Bye Bye Beijing, Hello White House?
The current U.S. Ambassador to Beijing, former Utah Governor Jon Huntsman Jr., reportedly submitted his resignation yesterday, clearing the way for him to throw his hat in the ring as a Republican presidential candidate in 2012. While this move hardly comes as a shock — speculation has been percolating ever since a high-profile article in Newsweek last month, prompting a reporter to raise the question at President Obama’s summit meeting with Chinese president Hu Jintao — it does add an interesting twist to both US-China relations and the upcoming US presidential race.

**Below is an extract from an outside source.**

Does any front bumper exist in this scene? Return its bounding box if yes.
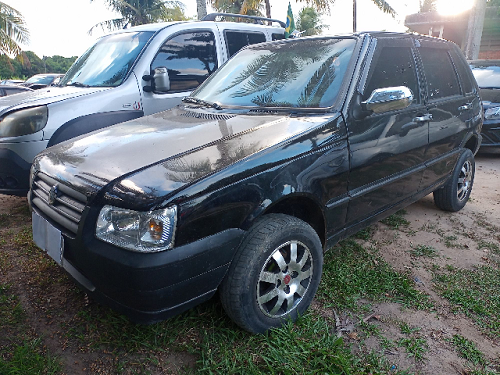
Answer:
[481,120,500,152]
[0,141,47,196]
[30,204,245,323]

Some skeptical commentators — including my friends James Fallows at The Atlantic and Jim McGregor here in Beijing — have pooh-poohed Huntsman’s chances, arguing that his role as Obama’s emissary to China will pose an insurmountable political problem, both in the Republican primary and the general election. “Huntsman in 2012? Nonsense!” McGregor titled one his blog entries. As a Republican, however, I must say I disagree. I think Huntsman will be a strong candidate, and his cross-partisan experience in China will prove a plus.
It would be one thing if Huntsman had been some kind of political cheerleader for the Obama Administration, or had carried the Obama flag on contentious issues like health care (in this respect, Romney finds himself in a far more awkward position, since Obama’s health care legislation was supposedly based on Romney’s own program in Massachusetts). To the contrary, Huntsman has earned respect on both sides of the aisle — and from the business community — for his steady, professional handling of a complex US-China relationship at a particularly sensitive time. He’s seen as a well-balanced, strong, and effective voice for some of America’s most important interests abroad.
I don’t think you can ever go wrong serving your country, in that sense, whoever the president is. I don’t see any problem with him saying — in a GOP primary debate — “yes, I served in China, because it was too important not to, but here’s how I disagree with this president” on a whole host of critical issues. Combined with his own successful record as Governor of Utah, he could stake out a position as a principled but pragmatic conservative who puts patriotic interests above partisan politics — and I think a lot of Republicans would find that very appealing.
There’s a precedent, after all. In 1964, the Republican Party was unhappily split going into the primaries that year, between a hard-edged, populist true believer who many feared might prove unelectable (Goldwater then, Palin today) and a wealthy northeastern governor distrusted by the base as wishy-washy (Rockefeller then, Romney today). Many Republican voters were eagerly seeking a third choice. A small group of political amateurs put together a grassroots campaign to draft Henry Cabot Lodge Jr., a former Republican senator who was serving Democrat Lyndon Johnson as ambassador to South Vietnam: point man for the president’s Asia policy. Lodge won the New Hampshire primary on a write-in ballot, and suddenly emerged as the party’s front-runner. The problem was, Lodge had no campaign organization prepared to follow up on this victory, so he quickly faded. Clearly, there’s a precedent, though, for an ambassador to run against the president he served, and be accepted by the opposition party. If Huntsman goes into it more prepared — and from what I can tell, he’s doing exactly that — the outcome could be very different this time.
(Critics might say, fine, but Johnson won the election that year in a landslide. Yes, but that’s partly because Goldwater did prove unelectable and partly because nobody can tell how strong a sitting president will be –then or now — until closer to the election. The point I’m making is about the plausibility of winning the party nomination).
Alternatively, let’s paint a “worst case” scenario for Huntsman. Many political strategists have observed that whereas Democrats like to “fall in love” with a new guy (Carter, Clinton, and Obama all fit this mode), Republicans like to nominate “the next guy in line.” Ford was Nixon’s VP, Reagan was the guy Ford beat, Bush (Sr.) was the guy Reagan beat, Dole was the guy Bush Sr. beat, McCain was the guy Bush Jr. beat. Now Romney is in the line of succession as the guy McCain beat. Hardly an inspiring way of choosing a candidate, but Republicans apparently like a known quantity. Say this trend holds, and Romney is the foreordained choice in 2012. Then who would you want to be in 2016? The guy Romney beat. I’m not saying that’s what Huntsman’s aiming at (I think he aims to win), but the point is, as long as Huntsman puts in a credible showing, he puts himself in that Republican “line of succession” and positions himself as a strong contender for 2016 — which is smart. One thing’s for certain: you can’t win the prize if you don’t run the race.
I can’t say how warmly Huntsman will be received by Republican primary voters, or how strong Obama will be next year in November — only time will tell. What I can say is, I think Huntsman is a credible and welcome addition to the field.